Engagés dans un processus d’enracinement dans les sociétés des pays de résidence, mais soucieux de
garder des liens très forts avec leur terre d’origine, ces Marocains du Monde, dont notamment les
jeunes générations nées et socialisées dans les pays d’accueil, peuvent constituer des ambassadeurs
de premier plan au profit des deux sociétés.

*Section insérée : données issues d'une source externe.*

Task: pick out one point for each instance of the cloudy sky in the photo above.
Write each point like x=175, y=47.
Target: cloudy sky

Toujours Marocains et déterminés à le rester, mais de plus en plus citoyens à part entière des
sociétés ils vivent, notamment en Europe, ils constituent une ressource formidable pour
l’élargissement de la coopération entre ces deux espaces d’appartenance. Notre Conseil entend
notamment réunir dans les prochains mois l’ensemble des conseils d’émigrés qui existent au niveau
international pour en faire un réseau de coopération et d’une force de proposition sur la question
globale des migrations.
C’est aussi dans cette même perspective que je salue votre initiative. Les institutions nationales des
droits de l’Home, dans leur diversité, peuvent aussi constituer un réseau irremplaçable et un acteur
important dans le débat mondial sur les migrations. Constituées d’éminentes personnalités, chargées
de la défense des droits de l’Homme, partout et pour tous, et ces institutions ont un poids moral
primordial et une capacité d’influence politique importante.
Situées à la frontière de l’action publique et de la mobilisation des ONG, leur intervention dans le
débat mondial sur les migrations peut contribuer de manière significative à la délibération
internationale devenue de plus en plus nécessaire sur cette question.
C’est une raison de plus pour vous souhaiter plein succès dans vos travaux.